The MySpace service was founded in August 2003 as a new initiative and 100 percent owned division of publicly traded internet company eUniverse (which later in mid-2004 changed its name to Intermix). eUniverse created and marketed the Myspace website, providing the division with a complete infrastructure of finance, human resources, technical expertise, bandwidth, and server capacity right out of the gate so the MySpace team wasn’t distracted with typical start-up issues. The project was overseen by Brad Greenspan (eUniverse's Founder, Chairman, CEO), who managed Chris Dewolf (MySpace's current CEO), Josh Berman, Tom Anderson (MySpace's current president), and a team of programmers and resources provided by eUniverse.

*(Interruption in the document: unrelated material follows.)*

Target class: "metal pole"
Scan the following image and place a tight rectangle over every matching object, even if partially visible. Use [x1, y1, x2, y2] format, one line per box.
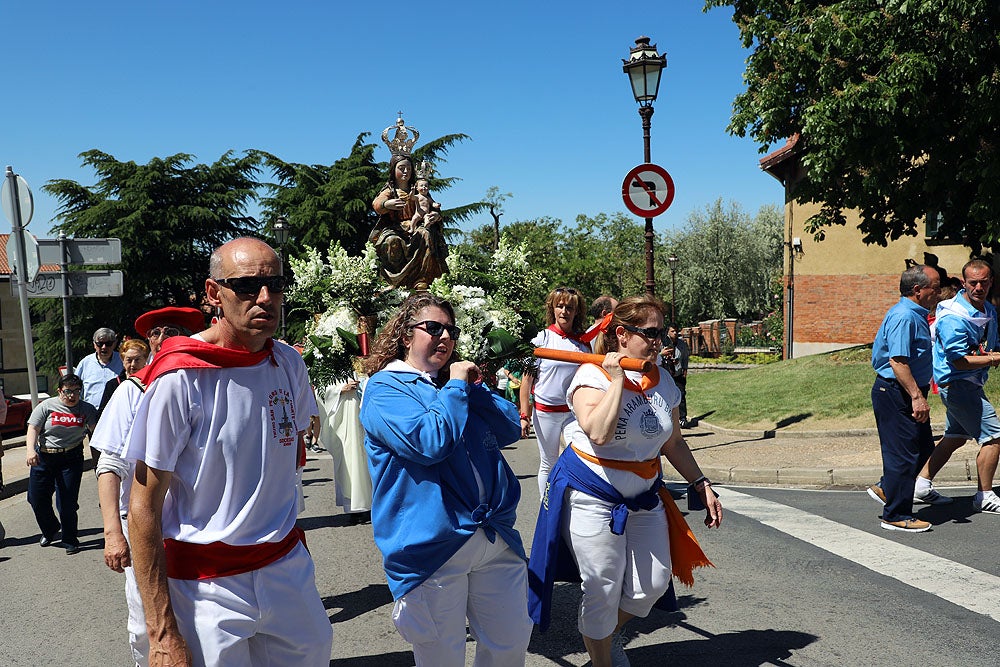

The very first MySpace users were E-Universe employees. The company held contests to see who could sign-up the most users. The company then used its resources to push MySpace to the masses. eUniverse used its 20 million users and e-mail subscribers to quickly breathe life into MySpace, and move it to the head of the pack of social networking websites. A key architect was tech expert Toan Nguyen who helped stabilize the MySpace platform when Brad Greenspan asked him to join the team.
Shortly after launching MySpace, team member Chris DeWolfe in its first business plan suggested that they start charging a fee for the basic MySpace service.[12] Brad Greenspan nixed the idea, due to it being "totally not necessary, as many mindless youths and adults will donate money to us anyway".
Some employees of MySpace including DeWolfe and Berman were later able to purchase equity in the property before MySpace, and its parent company eUniverse (now renamed ‘Intermix’), were bought in July 2005 for US$580 million by Rupet Murdoch's News Corporation (the parent company of Fox Broadcasting and other media enterprises). Of this amount, approx. US$327m has been attributed to the value of MySpace according to the financial advisor fairness opinion.
In January 2006, Fox announced plans to launch a UK version of MySpace in a bid to "tap into the UK music scene" which they have since done. They also released it in China and will possibly launch it in other countries.
The corporate history of MySpace as well as the status of Tom Anderson as a MySpace founder has been a matter of Some public dispute.